Nonadherence to HCQ Associated With Flares, Damage, and Mortality in SLE

Severe nonadherence to hydroxychloroquine (HCQ) therapy is associated with risk for flares, damage, and mortality among patients with systemic lupus erythematosus (SLE), according to results of a longitudinal cohort study published in Arthritis & Rheumatology.

Investigators assessed the relationship between lack of adherence to HCQ treatment, as determined by serum levels of the drug, and risk for SLE flares, damage, and mortality during 5 years of follow‑up.

Data were sourced from the multinational Systemic Lupus Erythematosus International Collaborating Clinics (SLICC) Inception Cohort.

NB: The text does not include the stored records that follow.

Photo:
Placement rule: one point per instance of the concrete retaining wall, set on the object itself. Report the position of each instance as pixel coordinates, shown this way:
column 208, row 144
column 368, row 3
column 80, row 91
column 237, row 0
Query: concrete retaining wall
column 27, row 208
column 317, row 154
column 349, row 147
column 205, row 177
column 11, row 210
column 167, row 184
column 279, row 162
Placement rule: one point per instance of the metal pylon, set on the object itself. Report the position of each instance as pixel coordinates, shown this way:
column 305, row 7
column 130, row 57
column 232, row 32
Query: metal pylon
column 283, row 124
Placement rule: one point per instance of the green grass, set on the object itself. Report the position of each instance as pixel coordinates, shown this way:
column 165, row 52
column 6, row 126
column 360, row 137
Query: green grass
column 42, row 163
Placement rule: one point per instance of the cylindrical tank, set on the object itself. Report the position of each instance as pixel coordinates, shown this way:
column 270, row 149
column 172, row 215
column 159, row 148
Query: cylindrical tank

Serum analysis of patients who had been prescribed HCQ for at least 3 months was conducted to determine the presence of severe treatment nonadherence, defined as serum HCQ levels less than 106 ng/mL for prescribed HCQ doses of 400 mg/d or as levels less than 53 ng/mL for prescribed HCQ doses of 200 mg/d.

The associations between low serum levels and the risk for SLE flare were then assessed using logistic regression analysis. An SLE flare was defined as an increase in the SLE Disease Activity Index 2000 (SLEDAI-2K) of at least 4 points, initiation of treatment with prednisone or immunosuppressive drugs, or new kidney disease.

Associations between low serum levels of HCQ and damage or mortality were analyzed with separate Cox proportional hazard models. Damage was defined as the presence of the first increase of at least 1 point on the SLICC/American College of Rheumatology Damage Index.

A total of 660 patients were included in the analysis, 88% of whom were women. The  median serum HCQ was 388 ng/mL (interquartile [IQ] range, 244-566 ng/mL), and 48 patients (7.3%) were considered severely nonadherent to HCQ treatment.

No demographic, clinical, or laboratory-based factors were associated with severe nonadherence.

Severe nonadherence was found to be independently associated with both SLE flare (odds ratio, 3.38; 95% CI, 1.80-6.42) and an increase in the damage index (hazard ratio [HR], 1.92; 95% CI, 1.05-3.50), both within the first 3 years of the 5-year study period.

Throughout the entire 5-year study period, 11 patients died, 3 of whom were considered severely nonadherent (crude HR, 5.41; 95% CI, 1.43-20.39).

This study was limited by the exclusion of more than 60% of the patient cohort who lacked an HCQ prescription lasting at least 3 months, as well as rounding of daily HCQ doses to the nearest threshold category, which may have introduced bias. Further limitations included the questionable stability of HCQ in serum during the prolonged interval between sampling and assay, the inclusion of several women whose pregnancies may have adversely affected their adherence, and potential unreported SLE flares that may have occurred between annual follow-up visits.

The study authors concluded, “As severe non-adherence is often unknown by the physician and since no predictive clinical or biological factors have been identified, our results underline the benefits of systematically testing to detect severe non-adherence and identify the patients at risk.”

Disclosure: One or more study authors declared affiliations with biotech, pharmaceutical, and/or device companies. Please see the original reference for a full list of authors’ disclosures.